For the 40th anniversary of The House magazine they asked a group of MPs to write about the Parliamentarians that they most admired over the last four decades. I wrote about my good friend Jo Cox:
I first met Jo Cox in Brussels. She was my mum’s researcher at the European parliament, and we became firm friends.
Twenty years later, we were both taking up our seats on the green benches. Like all newcomers, we were looking forward hugely to entering parliament – there is no greater honour or privilege. But there was also a real sense of trepidation – it can be a pretty intimidating place at times.
I therefore felt truly blessed to have had a friend like Jo from “the outside” coming in with me, and I think she felt the same. So when the chance to share an office came along we jumped at it.
And what a year it was that we shared together. Each day would start with Jo bursting into the office in her cycling gear, grabbing her clothes – which she had to keep in my cupboard – and shouting something over her shoulder about her latest project or campaign.

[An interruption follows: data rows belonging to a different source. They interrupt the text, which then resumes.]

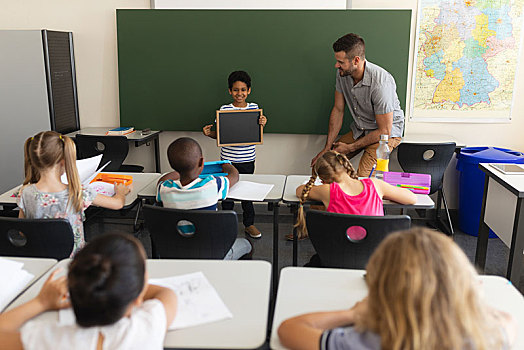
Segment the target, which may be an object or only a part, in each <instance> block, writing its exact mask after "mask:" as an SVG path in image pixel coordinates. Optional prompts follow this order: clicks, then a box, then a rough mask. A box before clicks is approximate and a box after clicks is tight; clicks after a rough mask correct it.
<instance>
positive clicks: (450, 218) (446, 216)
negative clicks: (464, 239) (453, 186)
mask: <svg viewBox="0 0 524 350" xmlns="http://www.w3.org/2000/svg"><path fill="white" fill-rule="evenodd" d="M440 192H441V193H442V199H443V200H444V209H445V210H446V218H447V219H448V225H449V233H450V235H451V236H453V235H454V234H455V231H454V230H453V224H452V223H451V217H450V215H449V209H448V202H447V201H446V196H445V195H444V189H441V190H440Z"/></svg>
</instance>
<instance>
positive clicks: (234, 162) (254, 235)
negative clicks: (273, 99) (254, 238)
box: [202, 71, 267, 238]
mask: <svg viewBox="0 0 524 350" xmlns="http://www.w3.org/2000/svg"><path fill="white" fill-rule="evenodd" d="M227 83H228V87H229V94H230V95H231V96H232V97H233V102H232V103H230V104H228V105H223V106H222V107H220V110H235V109H258V105H257V104H256V103H248V102H246V98H247V96H248V95H249V94H250V93H251V77H250V76H249V74H247V73H246V72H244V71H235V72H233V73H231V74H230V75H229V77H228V79H227ZM259 123H260V125H262V126H265V125H266V123H267V118H266V117H265V116H263V115H262V116H260V119H259ZM212 127H213V124H209V125H206V126H204V128H203V129H202V131H203V132H204V135H206V136H209V137H211V138H213V139H216V137H217V135H216V131H214V130H211V128H212ZM255 156H256V154H255V145H248V146H224V147H222V148H221V150H220V158H221V159H222V160H229V161H230V162H231V163H232V164H233V166H234V167H235V168H236V169H237V170H238V172H239V173H240V174H253V173H254V172H255ZM234 205H235V202H233V201H232V200H226V201H222V209H224V210H232V209H233V208H234ZM242 211H243V213H242V216H243V220H242V222H243V224H244V227H245V232H246V233H247V234H248V235H249V236H250V237H251V238H260V237H262V234H261V233H260V231H259V230H258V229H257V228H256V227H255V225H254V223H255V208H254V207H253V202H251V201H242Z"/></svg>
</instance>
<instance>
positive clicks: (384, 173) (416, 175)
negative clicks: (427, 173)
mask: <svg viewBox="0 0 524 350" xmlns="http://www.w3.org/2000/svg"><path fill="white" fill-rule="evenodd" d="M383 180H384V181H385V182H387V183H389V184H390V185H393V186H397V187H402V188H407V189H408V190H410V191H411V192H413V193H417V194H429V190H430V188H431V175H430V174H418V173H398V172H394V171H389V172H385V173H384V177H383Z"/></svg>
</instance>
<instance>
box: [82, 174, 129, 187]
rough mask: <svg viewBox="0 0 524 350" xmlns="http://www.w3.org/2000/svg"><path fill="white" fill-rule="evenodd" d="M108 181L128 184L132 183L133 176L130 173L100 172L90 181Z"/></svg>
mask: <svg viewBox="0 0 524 350" xmlns="http://www.w3.org/2000/svg"><path fill="white" fill-rule="evenodd" d="M97 181H101V182H108V183H110V184H115V183H117V184H123V185H126V186H129V185H131V184H132V183H133V176H131V175H120V174H108V173H100V174H98V175H97V176H95V178H94V179H93V180H92V181H91V182H90V183H93V182H97Z"/></svg>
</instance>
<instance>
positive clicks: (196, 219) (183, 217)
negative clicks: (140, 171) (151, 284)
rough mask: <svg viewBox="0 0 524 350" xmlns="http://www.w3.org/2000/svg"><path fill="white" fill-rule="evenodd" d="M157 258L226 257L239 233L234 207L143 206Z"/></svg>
mask: <svg viewBox="0 0 524 350" xmlns="http://www.w3.org/2000/svg"><path fill="white" fill-rule="evenodd" d="M143 213H144V223H145V227H146V228H147V229H148V230H149V233H150V235H151V244H152V248H153V257H154V258H160V259H162V258H164V259H165V258H172V259H224V257H225V256H226V254H227V252H228V251H229V249H231V246H232V245H233V243H234V242H235V239H236V238H237V234H238V221H237V214H236V213H235V212H234V211H232V210H221V211H215V210H181V209H171V208H163V207H158V206H152V205H144V208H143Z"/></svg>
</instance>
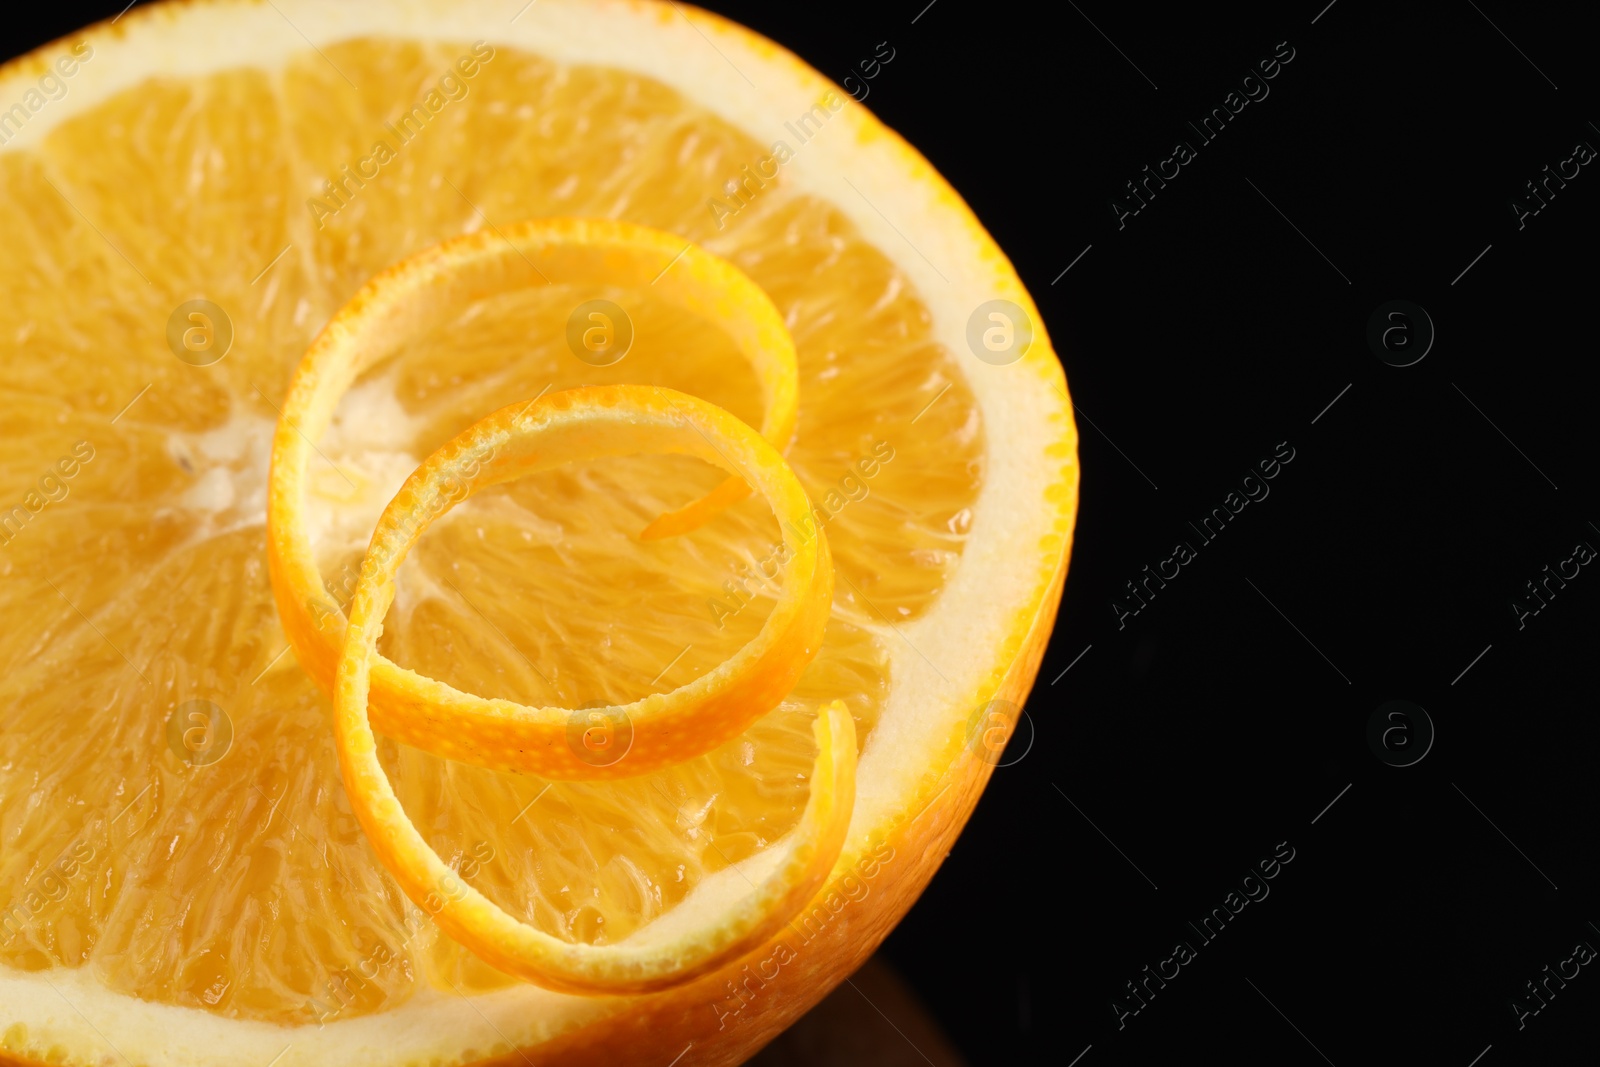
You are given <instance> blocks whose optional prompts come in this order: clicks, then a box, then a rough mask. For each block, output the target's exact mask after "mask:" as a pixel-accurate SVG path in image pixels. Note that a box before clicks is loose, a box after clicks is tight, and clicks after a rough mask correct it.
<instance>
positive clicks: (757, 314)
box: [267, 219, 832, 779]
mask: <svg viewBox="0 0 1600 1067" xmlns="http://www.w3.org/2000/svg"><path fill="white" fill-rule="evenodd" d="M546 282H555V283H562V285H578V286H595V288H598V286H624V288H627V286H634V288H646V286H648V288H651V290H653V291H654V293H658V294H659V296H662V298H666V299H669V301H674V302H677V304H680V306H682V307H685V309H688V310H691V312H694V314H698V315H702V317H704V318H707V320H710V322H717V323H718V325H722V328H723V330H726V331H728V334H730V338H733V341H734V342H736V344H738V346H739V349H741V352H742V354H744V355H746V357H747V358H749V360H750V365H752V368H754V370H755V376H757V381H758V382H760V387H762V392H763V397H765V400H766V414H765V418H763V422H762V434H760V438H765V442H766V443H770V448H768V451H766V453H763V454H762V456H760V464H757V466H762V467H763V469H770V470H782V472H784V474H787V467H786V466H784V464H782V459H781V456H779V454H778V453H779V451H781V450H782V448H784V446H786V445H787V443H789V438H790V437H792V434H794V426H795V410H797V403H798V400H797V397H798V392H797V389H798V387H797V370H795V354H794V341H792V338H790V336H789V331H787V328H786V326H784V323H782V317H781V315H779V314H778V309H776V307H774V306H773V302H771V299H768V296H766V294H765V293H763V291H762V290H760V288H758V286H757V285H755V283H754V282H750V278H747V277H746V275H744V274H742V272H739V270H738V269H736V267H733V266H731V264H728V262H726V261H723V259H718V258H717V256H712V254H709V253H706V251H702V250H699V248H696V246H693V245H688V243H685V242H683V238H682V237H675V235H670V234H664V232H659V230H651V229H646V227H640V226H632V224H627V222H616V221H608V219H534V221H526V222H518V224H514V226H507V227H506V229H504V230H496V232H478V234H469V235H466V237H458V238H453V240H448V242H445V243H443V245H438V246H434V248H429V250H427V251H422V253H419V254H416V256H411V258H410V259H406V261H403V262H400V264H397V266H394V267H390V269H389V270H384V272H382V274H379V275H378V277H374V278H373V280H371V282H368V283H366V285H365V286H363V288H362V290H360V293H357V296H355V298H354V299H352V301H350V302H349V304H347V306H346V307H344V309H341V310H339V314H336V315H334V317H333V320H331V322H330V323H328V325H326V326H325V328H323V331H322V333H320V334H318V336H317V339H315V341H314V342H312V347H310V349H309V350H307V354H306V357H304V360H302V362H301V365H299V368H298V370H296V374H294V379H293V382H291V386H290V392H288V397H286V400H285V403H283V408H282V416H280V419H278V426H277V432H275V435H274V443H272V475H270V485H269V494H270V501H269V509H267V523H269V536H267V560H269V568H270V574H272V585H274V593H275V600H277V605H278V614H280V617H282V621H283V630H285V633H286V635H288V638H290V643H291V645H293V646H294V653H296V656H298V657H299V662H301V665H302V667H304V669H306V670H307V673H310V675H312V677H314V678H315V680H317V681H318V683H320V685H322V686H323V688H326V689H331V686H333V680H334V669H336V662H338V656H339V648H341V643H342V640H344V614H342V609H341V606H339V605H338V601H334V600H333V597H331V595H330V593H328V589H326V585H325V584H323V579H322V574H320V571H318V568H317V560H315V557H314V553H312V545H310V533H309V526H307V520H306V509H304V498H306V482H307V467H309V464H310V459H312V453H314V451H315V445H314V442H315V440H317V438H318V437H320V435H322V434H323V432H325V430H326V429H328V424H330V421H331V418H333V413H334V408H336V406H338V403H339V398H341V397H342V395H344V394H346V392H347V390H349V387H350V384H354V382H355V379H357V378H358V376H360V374H362V373H363V371H366V370H370V368H371V366H374V365H378V363H379V362H381V360H384V358H387V357H389V355H392V354H394V352H395V350H397V349H398V347H400V346H402V344H403V342H405V341H406V339H408V338H410V336H413V334H414V333H416V331H419V330H421V328H424V326H427V325H429V323H430V322H434V320H437V309H438V307H454V306H461V304H464V302H467V301H472V299H482V298H486V296H494V294H499V293H507V291H515V290H518V288H528V286H534V285H542V283H546ZM662 392H670V390H662ZM707 406H709V405H707ZM722 414H723V416H725V418H723V419H718V421H717V426H718V430H715V434H718V435H720V437H718V440H723V437H725V435H722V427H725V426H726V424H731V422H738V419H733V416H728V414H726V413H722ZM738 427H739V430H744V432H746V434H749V430H747V427H744V424H738ZM741 440H742V435H741ZM706 451H707V450H704V448H702V450H701V453H702V454H704V453H706ZM712 462H717V459H715V458H712ZM722 466H726V464H722ZM750 485H752V482H750V477H749V475H747V474H746V475H742V477H741V474H734V475H733V477H730V478H728V480H726V482H723V483H722V485H718V488H717V490H714V491H712V493H710V494H707V496H706V498H702V499H701V501H696V502H693V504H690V506H688V507H685V509H680V510H677V512H670V514H667V515H662V517H661V518H658V520H656V522H653V523H651V525H650V526H648V528H646V530H645V533H643V534H642V536H643V537H651V539H653V537H661V536H672V534H678V533H686V531H688V530H693V528H694V526H698V525H701V523H704V522H706V520H709V518H712V517H714V515H715V514H717V512H718V510H722V509H723V507H726V506H730V504H733V502H736V501H739V499H742V498H744V496H747V494H749V493H750ZM773 485H776V483H773ZM773 485H768V488H773ZM786 486H787V488H786V490H784V493H782V496H781V499H779V498H773V496H771V494H768V499H771V501H773V504H774V510H776V512H778V514H779V518H781V520H782V518H787V520H790V522H795V523H798V526H800V528H802V530H803V531H806V533H805V534H803V537H794V536H792V533H790V530H787V528H786V531H784V537H786V544H789V550H790V552H789V561H787V563H786V566H784V585H782V598H781V600H779V605H778V606H776V608H774V611H773V614H771V617H770V619H768V622H766V625H765V627H763V630H762V632H760V633H758V635H757V638H755V640H754V641H752V643H750V645H747V646H746V648H744V649H742V651H741V653H738V654H736V656H734V657H733V659H731V661H728V662H726V664H723V665H722V667H718V669H717V670H715V672H712V673H710V675H707V677H706V678H702V680H701V681H698V683H693V685H691V686H685V688H683V689H677V691H674V693H669V694H662V696H654V697H646V699H643V701H638V702H635V704H630V705H627V707H626V709H622V710H624V713H626V715H627V717H629V718H630V720H632V726H634V731H635V733H634V737H635V741H634V750H632V752H630V753H629V758H627V760H622V761H619V763H614V765H608V766H597V765H594V763H590V761H586V760H582V758H579V757H578V755H576V753H574V752H573V750H571V749H570V747H568V745H566V744H565V741H563V739H562V737H557V734H555V729H557V726H555V709H539V710H533V709H523V707H522V705H515V704H509V702H506V701H488V699H483V697H477V696H472V694H467V693H461V691H459V689H454V688H451V686H448V685H443V683H440V681H432V680H429V678H424V677H421V675H418V673H414V672H411V670H405V669H402V667H398V665H395V664H394V662H390V661H389V659H386V657H382V656H379V657H378V659H376V662H374V665H373V669H371V720H373V725H374V728H376V729H378V731H379V733H384V734H387V736H392V737H395V739H398V741H403V742H406V744H413V745H416V747H421V749H427V750H429V752H435V753H438V755H443V757H448V758H453V760H461V761H466V763H475V765H478V766H486V768H491V769H501V771H523V773H531V774H539V776H544V777H555V779H592V777H624V776H632V774H643V773H646V771H653V769H659V768H662V766H669V765H672V763H677V761H682V760H685V758H690V757H693V755H699V753H704V752H709V750H710V749H714V747H717V745H720V744H722V742H725V741H728V739H731V737H734V736H738V734H739V733H741V731H742V729H744V728H746V726H749V725H750V723H752V721H754V720H755V718H758V717H760V715H763V713H765V712H766V710H770V709H771V707H774V705H776V704H778V702H779V701H781V699H782V697H784V696H786V694H787V693H789V689H790V688H792V686H794V681H795V678H798V673H800V670H802V669H803V667H805V664H806V662H810V659H811V657H813V656H814V654H816V649H818V646H819V645H821V633H822V627H824V624H826V617H827V611H829V605H830V598H832V569H830V563H829V557H827V544H826V539H824V537H822V536H821V533H819V531H818V533H814V534H811V533H810V531H811V530H813V522H811V517H810V504H803V501H805V494H803V491H802V490H800V488H798V483H794V478H792V475H787V482H786ZM688 689H696V691H694V693H688ZM563 728H565V726H563Z"/></svg>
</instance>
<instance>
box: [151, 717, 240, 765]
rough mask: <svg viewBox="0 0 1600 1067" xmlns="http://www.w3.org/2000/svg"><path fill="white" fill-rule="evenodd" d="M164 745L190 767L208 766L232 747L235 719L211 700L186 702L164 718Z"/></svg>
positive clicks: (226, 751)
mask: <svg viewBox="0 0 1600 1067" xmlns="http://www.w3.org/2000/svg"><path fill="white" fill-rule="evenodd" d="M166 747H168V749H171V750H173V755H176V757H178V758H179V761H182V763H187V765H189V766H211V765H213V763H216V761H219V760H221V758H222V757H226V755H227V750H229V749H232V747H234V720H232V718H229V713H227V712H224V710H222V709H221V707H218V705H216V704H213V702H211V701H186V702H184V704H179V705H178V710H176V712H173V717H171V718H168V720H166Z"/></svg>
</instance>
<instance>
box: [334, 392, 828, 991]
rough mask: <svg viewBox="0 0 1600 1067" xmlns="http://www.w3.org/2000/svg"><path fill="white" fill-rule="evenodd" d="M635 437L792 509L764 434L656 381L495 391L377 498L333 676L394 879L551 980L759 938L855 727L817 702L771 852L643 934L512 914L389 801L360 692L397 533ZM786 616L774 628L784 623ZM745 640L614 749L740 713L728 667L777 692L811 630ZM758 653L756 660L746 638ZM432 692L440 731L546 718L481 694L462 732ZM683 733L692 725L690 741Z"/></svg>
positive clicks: (755, 941) (381, 604) (791, 514)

Not a day has passed since Jo was so brutally taken from us that I haven’t missed our chats. From the mundane to the most serious, Jo truly had an ability to get to the heart of an issue. She could lift your spirits no matter how bleak things seemed, because she always saw the light at the end of the tunnel. Even if it was a tiny glimmer, she would drive us towards it, raising the level of our ambition and never taking no for an answer.
Jo gave voice to the voiceless, and she spoke truth to power. Be it the lonely in Batley or the dispossessed in Syria, Jo would take up the cause fearlessly. She worked tirelessly across party lines because she was motivated by the idea that, as she put it in her maiden speech, we have “far more in common with each other than things that divide us”. And she truly lived her values through her work, every minute of every day, both in parliament and in the constituency she loved so much.
Jo truly believed that every person deserves to live a life filled with joy and dignity. She believed that who you are depends upon who we all are, and so we better work together when we work for each other, be that in parliament, in our communities, across the country or around the world.
She knew that in our complex, inter-dependent world compromise is a sign of strength, and she knew that we must confront our challenges with honesty, compassion and courage.
Jo Cox personified the pragmatic idealism that lies at the heart of all progressive politics.
And so, from the deep darkness of Jo’s death must come the shining light of her legacy. We must, together, build a better politics; a politics of hope not fear, of respect not hate, of unity not division, and of love not hate. A politics of purpose, unity compassion and solidarity. That was how Jo lived her life, and that was how she served the people of Batley and Spen.
Coming together to defeat the hatred that killed Jo will mean action, in both words and deeds. This has been a deeply divisive year, and it is up to every one of us in public life to do all that we can to heal the wounds, so that the country, and our communities, can reunite, and rebuild.
As we work towards those common goals, let us draw our inspiration from the life and times of Jo Cox, MP. Let’s live, and love, like Jo.